Enhanced superconductivity, Kondo behavior and negative-curvature resistivity of oxygen-irradiated thin films of aluminium

TL;DR

This study investigates how oxygen irradiation modifies aluminum thin films, leading to enhanced superconductivity, Kondo behavior, and negative-curvature resistivity, through defect creation and charge transfer processes.

Contribution

It reveals the dual role of oxygen in irradiation-induced modifications, introducing a multistep process involving defect stabilization and charge transfer that explains the observed phenomena.

Findings

Enhanced superconductivity observed after oxygen irradiation.

Identification of Kondo behavior due to paramagnetic defects.

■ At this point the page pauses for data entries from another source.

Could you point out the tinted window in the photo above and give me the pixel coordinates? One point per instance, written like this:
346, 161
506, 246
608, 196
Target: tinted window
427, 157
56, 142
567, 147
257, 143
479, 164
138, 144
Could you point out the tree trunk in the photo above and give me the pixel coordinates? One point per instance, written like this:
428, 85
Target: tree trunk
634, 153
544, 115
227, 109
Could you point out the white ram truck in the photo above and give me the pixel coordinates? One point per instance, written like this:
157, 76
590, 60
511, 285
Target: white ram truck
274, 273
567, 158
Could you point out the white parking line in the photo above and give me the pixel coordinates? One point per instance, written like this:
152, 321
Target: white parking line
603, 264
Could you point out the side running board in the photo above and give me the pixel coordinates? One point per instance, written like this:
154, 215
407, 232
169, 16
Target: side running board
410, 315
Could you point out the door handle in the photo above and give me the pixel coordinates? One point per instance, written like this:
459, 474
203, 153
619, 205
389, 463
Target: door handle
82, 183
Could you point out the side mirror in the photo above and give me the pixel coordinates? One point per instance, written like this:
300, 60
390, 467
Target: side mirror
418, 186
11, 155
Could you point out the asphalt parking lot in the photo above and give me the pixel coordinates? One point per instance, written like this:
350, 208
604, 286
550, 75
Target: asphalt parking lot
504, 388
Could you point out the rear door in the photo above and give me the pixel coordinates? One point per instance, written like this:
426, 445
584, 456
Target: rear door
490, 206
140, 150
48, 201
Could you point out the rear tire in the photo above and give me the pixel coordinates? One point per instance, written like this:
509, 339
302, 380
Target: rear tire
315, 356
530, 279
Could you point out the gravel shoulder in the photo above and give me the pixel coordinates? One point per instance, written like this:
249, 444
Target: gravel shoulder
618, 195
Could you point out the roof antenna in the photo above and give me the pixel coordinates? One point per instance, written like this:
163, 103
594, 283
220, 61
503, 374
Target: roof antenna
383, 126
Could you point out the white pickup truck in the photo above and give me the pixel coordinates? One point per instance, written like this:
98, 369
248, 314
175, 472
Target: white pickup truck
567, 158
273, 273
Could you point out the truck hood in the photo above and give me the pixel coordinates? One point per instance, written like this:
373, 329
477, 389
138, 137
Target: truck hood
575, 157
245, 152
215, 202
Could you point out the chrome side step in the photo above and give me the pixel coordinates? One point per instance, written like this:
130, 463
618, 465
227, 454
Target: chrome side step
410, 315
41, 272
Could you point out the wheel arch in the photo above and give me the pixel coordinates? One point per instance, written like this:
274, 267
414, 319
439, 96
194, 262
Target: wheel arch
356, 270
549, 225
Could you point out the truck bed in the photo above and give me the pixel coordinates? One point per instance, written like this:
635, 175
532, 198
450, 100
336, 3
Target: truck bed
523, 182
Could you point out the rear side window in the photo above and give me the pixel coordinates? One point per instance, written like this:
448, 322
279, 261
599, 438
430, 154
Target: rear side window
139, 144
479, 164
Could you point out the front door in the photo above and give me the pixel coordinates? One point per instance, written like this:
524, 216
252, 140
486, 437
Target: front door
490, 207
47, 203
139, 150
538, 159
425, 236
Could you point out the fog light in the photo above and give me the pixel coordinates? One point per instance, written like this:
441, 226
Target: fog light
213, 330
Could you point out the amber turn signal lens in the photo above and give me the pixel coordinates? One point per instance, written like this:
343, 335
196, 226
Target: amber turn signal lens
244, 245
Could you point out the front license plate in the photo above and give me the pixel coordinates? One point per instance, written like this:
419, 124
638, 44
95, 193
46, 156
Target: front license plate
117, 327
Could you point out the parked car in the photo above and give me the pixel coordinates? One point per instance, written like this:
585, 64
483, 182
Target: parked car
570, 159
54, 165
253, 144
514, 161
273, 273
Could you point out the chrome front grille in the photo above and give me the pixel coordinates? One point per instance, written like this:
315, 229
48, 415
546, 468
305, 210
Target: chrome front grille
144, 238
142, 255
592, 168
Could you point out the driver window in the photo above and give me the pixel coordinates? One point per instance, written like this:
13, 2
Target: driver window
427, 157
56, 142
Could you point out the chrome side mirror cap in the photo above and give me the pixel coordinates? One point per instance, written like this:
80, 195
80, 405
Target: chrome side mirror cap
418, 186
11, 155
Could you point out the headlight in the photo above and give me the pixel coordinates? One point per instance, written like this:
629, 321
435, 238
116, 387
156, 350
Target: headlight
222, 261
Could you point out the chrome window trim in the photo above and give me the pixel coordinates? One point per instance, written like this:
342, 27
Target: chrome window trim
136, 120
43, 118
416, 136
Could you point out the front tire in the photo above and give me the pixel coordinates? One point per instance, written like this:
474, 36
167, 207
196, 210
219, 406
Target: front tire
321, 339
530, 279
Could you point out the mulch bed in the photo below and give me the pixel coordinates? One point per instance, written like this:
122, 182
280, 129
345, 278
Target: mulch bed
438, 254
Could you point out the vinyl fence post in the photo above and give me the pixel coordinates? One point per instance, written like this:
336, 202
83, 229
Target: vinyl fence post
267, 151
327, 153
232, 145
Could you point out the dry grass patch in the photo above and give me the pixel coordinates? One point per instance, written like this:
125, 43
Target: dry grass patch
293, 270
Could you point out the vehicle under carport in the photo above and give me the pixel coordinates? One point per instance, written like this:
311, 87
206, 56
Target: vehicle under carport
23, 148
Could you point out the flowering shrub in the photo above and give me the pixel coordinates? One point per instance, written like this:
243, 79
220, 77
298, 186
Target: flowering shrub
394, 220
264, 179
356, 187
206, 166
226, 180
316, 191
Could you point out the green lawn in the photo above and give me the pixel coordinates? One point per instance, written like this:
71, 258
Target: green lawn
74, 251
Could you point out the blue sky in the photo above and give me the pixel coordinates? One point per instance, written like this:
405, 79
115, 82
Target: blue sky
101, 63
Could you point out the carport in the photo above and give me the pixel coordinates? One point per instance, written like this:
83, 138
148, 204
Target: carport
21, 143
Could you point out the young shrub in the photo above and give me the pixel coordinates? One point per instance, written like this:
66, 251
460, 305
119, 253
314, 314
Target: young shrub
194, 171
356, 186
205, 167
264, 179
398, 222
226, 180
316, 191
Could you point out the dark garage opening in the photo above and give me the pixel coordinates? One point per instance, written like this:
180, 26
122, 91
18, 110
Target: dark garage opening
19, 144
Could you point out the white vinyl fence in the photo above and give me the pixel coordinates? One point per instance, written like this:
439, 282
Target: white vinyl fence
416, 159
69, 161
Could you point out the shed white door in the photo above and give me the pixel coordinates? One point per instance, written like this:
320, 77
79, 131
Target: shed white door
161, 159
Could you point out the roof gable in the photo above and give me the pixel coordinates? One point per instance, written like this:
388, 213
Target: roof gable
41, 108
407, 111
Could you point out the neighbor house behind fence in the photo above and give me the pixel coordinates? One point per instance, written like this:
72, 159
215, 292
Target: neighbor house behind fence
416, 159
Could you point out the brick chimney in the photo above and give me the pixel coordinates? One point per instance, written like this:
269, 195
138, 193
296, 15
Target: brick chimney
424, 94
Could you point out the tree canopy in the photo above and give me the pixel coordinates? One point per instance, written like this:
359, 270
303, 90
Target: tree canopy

Negative-curvature resistivity linked to charge liberation.

Abstract

We followed the evolution of the normal and superconducting properties of Al thin films after each session of various successive oxygen irradiations at ambient temperature. Such irradiated films, similar to the granular ones, exhibit enhanced superconductivity, Kondo behavior and negative-curvature resistivity. Two distinct roles of oxygen are identified: as a damage-causing projectile and as an implanted oxidizing agent. The former gives rise to the processes involved in the conventional recovery stages. The latter, considered within the context of the Cabrera-Mott model, gives rise to a multistep process which involves charges transfer and creation of stabilized vacancies and charged defects. Based on the outcome of this multistep process, we consider (i) the negative curvature resistivity as a manifestation of a thermally-assisted liberation of trapped electric charges, (ii) the Kondo contribution as a spin-flip scattering from paramagnetic, color-center-type defects, and (iii) the enhancement of T_{c} as being due to a lattice softening facilitated by the stabilized defects and vacancies. The similarity in the phase diagrams of granular and irradiated films as well as the aging effects are discussed along the same line of reasoning.